You should always use #include "extcode.h" at the beginning of your source code. If your code needs to make system calls, you should also use #include "hosttype.h" immediately after #include "extcode.h", and then include your system header files. You should know that hosttype.h includes only a subset of the .h files for a given operating system. If the .h file you need is not included by hosttype.h, you can include it in the .c file for your CIN just after you include hosttype.h.
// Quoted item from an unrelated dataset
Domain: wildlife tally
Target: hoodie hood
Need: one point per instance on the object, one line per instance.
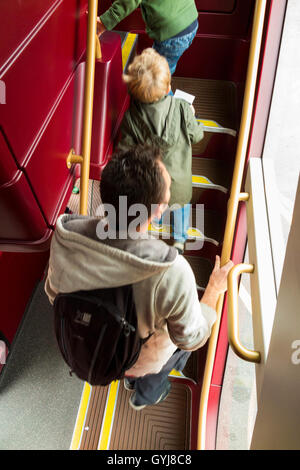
(80, 261)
LabVIEW calls the CINRun routine when it is time for the node to execute. CINRun receives the input and output values as parameters.

Chapter 1 CIN Overview

The other routines (CINLoad, CINSave, CINUnload, CINAbort,

CINInit, and CINDispose) are housekeeping routines, called at specific times to give you the opportunity to take care of specialized tasks with your CIN. For instance, CINLoad is called when a VI is first loaded. If you need to accomplish some special task when your VI is first loaded, put the code for that task in the CINLoad routine. To do this, first remove the UseDefaultCINLoad macro, and then write your CINLoad routine as follows:

CIN MgErr CINLoad(RsrcFile reserved) {

Unused (reserved)

/* your code goes here */

return noErr;

}

In general, you only need to write the CINRun routine. The other routines are mainly supplied for those instances in which you have special initialization needs, such as when your CIN must maintain some information across calls, and you want to preallocate or initialize global state information. The following code shows how to fill out the CINRun routine from the previously shown LabVIEW-generated .c file to multiply a number by two. This code is included for illustrative purposes. Chapter 2, CIN Parameter Passing, discusses in depth how LabVIEW passes data to a CIN, with several examples.
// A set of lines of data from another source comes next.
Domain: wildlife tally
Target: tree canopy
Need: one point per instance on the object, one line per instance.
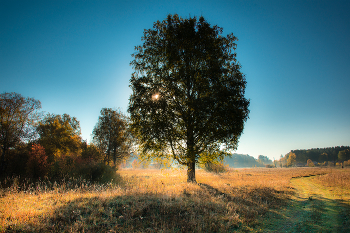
(18, 116)
(187, 98)
(59, 134)
(111, 135)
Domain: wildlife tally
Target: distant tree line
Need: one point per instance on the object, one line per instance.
(329, 156)
(241, 160)
(37, 145)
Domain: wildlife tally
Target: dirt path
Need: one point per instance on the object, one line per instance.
(312, 209)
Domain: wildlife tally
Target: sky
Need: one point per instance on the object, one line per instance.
(74, 57)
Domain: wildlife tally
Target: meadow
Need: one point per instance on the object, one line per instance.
(239, 200)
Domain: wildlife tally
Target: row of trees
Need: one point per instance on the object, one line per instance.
(37, 145)
(316, 156)
(187, 102)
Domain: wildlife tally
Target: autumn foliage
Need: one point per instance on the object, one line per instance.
(37, 164)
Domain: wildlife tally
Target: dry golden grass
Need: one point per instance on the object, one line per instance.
(153, 201)
(337, 181)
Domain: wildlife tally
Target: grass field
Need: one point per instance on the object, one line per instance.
(243, 200)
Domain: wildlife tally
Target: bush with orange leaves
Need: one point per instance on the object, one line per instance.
(37, 164)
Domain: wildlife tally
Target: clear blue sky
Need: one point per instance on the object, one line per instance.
(74, 57)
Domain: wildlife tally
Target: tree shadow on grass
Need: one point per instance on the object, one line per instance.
(199, 210)
(314, 214)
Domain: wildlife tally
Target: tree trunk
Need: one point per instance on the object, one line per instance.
(191, 172)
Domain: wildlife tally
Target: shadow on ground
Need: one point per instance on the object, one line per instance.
(197, 210)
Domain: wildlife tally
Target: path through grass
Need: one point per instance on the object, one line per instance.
(313, 208)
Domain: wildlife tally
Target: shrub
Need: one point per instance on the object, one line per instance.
(72, 166)
(310, 163)
(37, 165)
(215, 167)
(96, 172)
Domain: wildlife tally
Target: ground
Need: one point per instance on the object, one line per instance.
(240, 200)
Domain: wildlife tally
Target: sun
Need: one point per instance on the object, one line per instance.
(155, 96)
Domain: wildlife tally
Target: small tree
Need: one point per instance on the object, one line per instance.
(310, 163)
(291, 159)
(111, 135)
(187, 93)
(59, 135)
(37, 165)
(18, 116)
(344, 155)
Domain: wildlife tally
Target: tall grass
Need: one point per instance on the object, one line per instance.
(148, 201)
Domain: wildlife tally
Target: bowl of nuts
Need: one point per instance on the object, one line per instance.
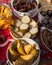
(25, 7)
CIN MgErr CINRun(int32 *num_in, int32 *num_out) {

*num_out = *num_in * 2;

return noErr;

}

Special Macintosh Considerations

If you compile your code for a 68K Macintosh, there are certain circumstances under which you must use the ENTERLVSB and LEAVELVSB macros at the entry and exit of some functions. These macros ensure that the global context register (A5 for MPW builds, A4 for Symantec/THINK and Metrowerks builds) for your CIN is established during your function, and that the caller's is saved and restored. This is necessary to enable you to reference global variables, call external subroutines, and call LabVIEW routines such as those described in subsequent chapters.

Chapter 1 CIN Overview

You need not use these macros in any of the seven predefined entry points (CINRun, CINLoad, CINUnload, CINSave, CINInit,

CINDispose, CINAbort), because the CIN libraries already establish and restore the global context before and after calling these routines. Using them here would be harmless, but unnecessary.
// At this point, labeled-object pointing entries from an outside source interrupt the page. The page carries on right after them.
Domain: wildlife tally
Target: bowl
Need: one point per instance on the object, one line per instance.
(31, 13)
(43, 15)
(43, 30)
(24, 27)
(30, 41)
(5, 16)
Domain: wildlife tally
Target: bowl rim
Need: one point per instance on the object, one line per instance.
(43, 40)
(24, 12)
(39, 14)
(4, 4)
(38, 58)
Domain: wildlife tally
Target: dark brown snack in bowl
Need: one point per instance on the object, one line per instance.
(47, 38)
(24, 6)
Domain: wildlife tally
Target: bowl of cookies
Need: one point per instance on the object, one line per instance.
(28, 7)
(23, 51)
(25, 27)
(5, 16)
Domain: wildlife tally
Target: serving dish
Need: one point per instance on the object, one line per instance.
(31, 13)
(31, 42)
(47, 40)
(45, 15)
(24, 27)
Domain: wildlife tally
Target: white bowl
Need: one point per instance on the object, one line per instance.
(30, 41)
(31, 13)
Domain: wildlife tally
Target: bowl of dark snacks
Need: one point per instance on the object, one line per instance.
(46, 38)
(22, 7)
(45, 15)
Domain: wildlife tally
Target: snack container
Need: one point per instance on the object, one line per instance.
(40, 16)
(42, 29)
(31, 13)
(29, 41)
However, if you create any other entry points to your CIN, you should use these macros. You create another entry point to your CIN whenever you pass the address of one of your functions to some other piece of code that may call your function later. An example of this would be in the use of the QSort routine in the LabVIEW support manager (described in the Online Reference or online manual). You must pass a comparison routine to QSort. This routine gets called directly by QSort, without going through the CIN library. Therefore it is your responsibility to set up your global context with ENTERLVSB and

LEAVELVSB.

To use these macros properly, place the ENTERLVSB macro at the beginning of your function between your local variables and the first statement of the function. Place the LEAVELVSB macro at the end of your function just before returning, as in the following example.

CStr gNameTable[kNNames];

int32 MyComparisonProc(int32 *pa, int32 * pb)

{

int32 comparisonResult;

ENTERLVSB

comparisonResult = StrCmp(gNameTable[*pa], gNameTable[*pb]);

LEAVELVSB

return comparisonResult;

}

The function MyComparisonProc is an example of a routine that might be passed to the QSort routine. Because it explicitly references a global variable (gNameTable), it must use the ENTERLVSB and LEAVELVSB macros. There are other things that can implicitly reference globals. Depending on the compiler and settings of various options, literal strings may also be referenced as globals.